FRANKFORT, Ky. (KT) – The Capital Plaza Redevelopment Project, which includes demolition of the Capital Plaza Tower and construction of a replacement, continues to be well ahead of schedule, according to a report presented to the Capital Planning Advisory Board on Tuesday.
Scott Aubrey with the Finance and Administration Cabinet told the panel the final beam is expected to be set by the end of the month. “The building is on schedule to be under roof and closed in by the end of the year and we’re looking at it being substantially complete by this time next year," said Aubrey.
Final completion is anticipated in October 2019, approximately six months ahead of schedule.
When asked by the panel how they are able to make such progress, the Finance Cabinet’s Andy Casebier replied, “The developer, who went through a competition, is the same one we had for the 300 Sower Blvd. building, and they have the same team. That team which worked together to construct a similar building and finished it one month ahead of schedule were able to get further ahead.”
There are financial incentives to complete the project early.
Board Chairman Sen. Stan Humphries, R-Cadiz, expressed concerns about how quickly the Capital Plaza Tower deteriorated and wondered how that could be avoided in the new building.

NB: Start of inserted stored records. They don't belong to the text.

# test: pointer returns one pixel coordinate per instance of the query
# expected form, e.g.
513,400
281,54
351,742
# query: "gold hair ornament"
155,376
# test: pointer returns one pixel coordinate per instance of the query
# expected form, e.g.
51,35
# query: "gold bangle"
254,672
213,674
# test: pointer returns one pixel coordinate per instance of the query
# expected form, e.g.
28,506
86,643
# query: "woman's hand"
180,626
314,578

Casebier explained, “Some of the methodologies they used in building a white tower, caused materials to disintegrate at a more rapid pace. This was just a very problematic building. The magic of build-to-suit is that we’re going to make this developer, for the first 30-years, be responsible for maintenance and upkeep of the project. He knows he’ll have to take care of anything that fails in its first 30-years.”

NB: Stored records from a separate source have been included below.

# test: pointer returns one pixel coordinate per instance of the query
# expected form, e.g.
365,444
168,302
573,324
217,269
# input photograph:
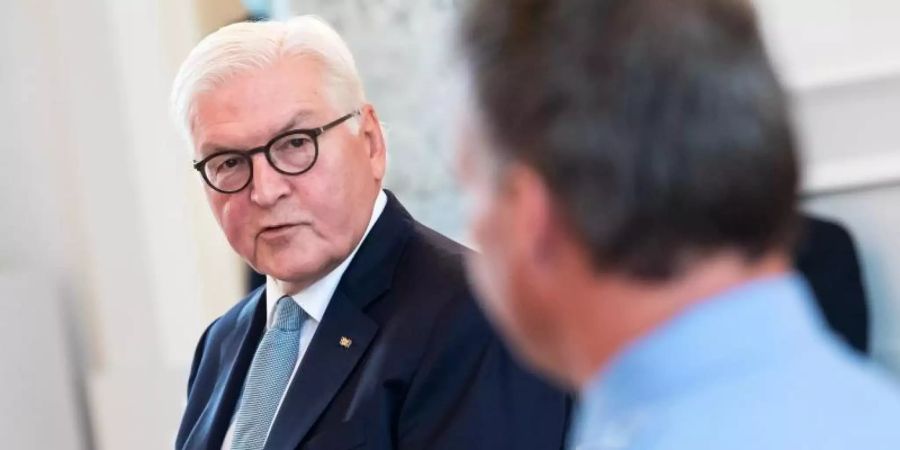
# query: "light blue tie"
268,377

After terms are up the building will revert to the state.
“But even after that, we built into the agreement that we still need warranties on certain items,” Casebier told the panel. “A warranty of at least five years on the roof and chillers.”
The two buildings that house the Cabinet for Health and Family Services also came up for discussion. Casebier said the 43-year old CHR building has issues, “but there is no need to tear it down.”
He said they have four options for it and the older Human Services Building that fronts East Main.
--Renovate both of them
--Renovate the CHR Building while replacing the Human Services Building.
--Take one of the first two options and add a parking structure in front of the Human Services Building.
--Renovate CHR and replace the Human Services Building with a new, smaller facility at the rear of the current parking lot. The benefit of that, according to Casebier, is the Division of Vital Statistics and other agencies that deal with the public could be placed in the smaller building, then beef up security at the CHR Building.
“A study that was performed determined option four is best,” Casebier testified. “It improves energy efficiency and functionality, as well as security. It also allows us to do the work in phases, without a big price tag all at once. It gives us a long-term roadmap to achieve what we want to achieve.”
Renovation of the CHR Building would include a new “skin,” which would be more energy efficient.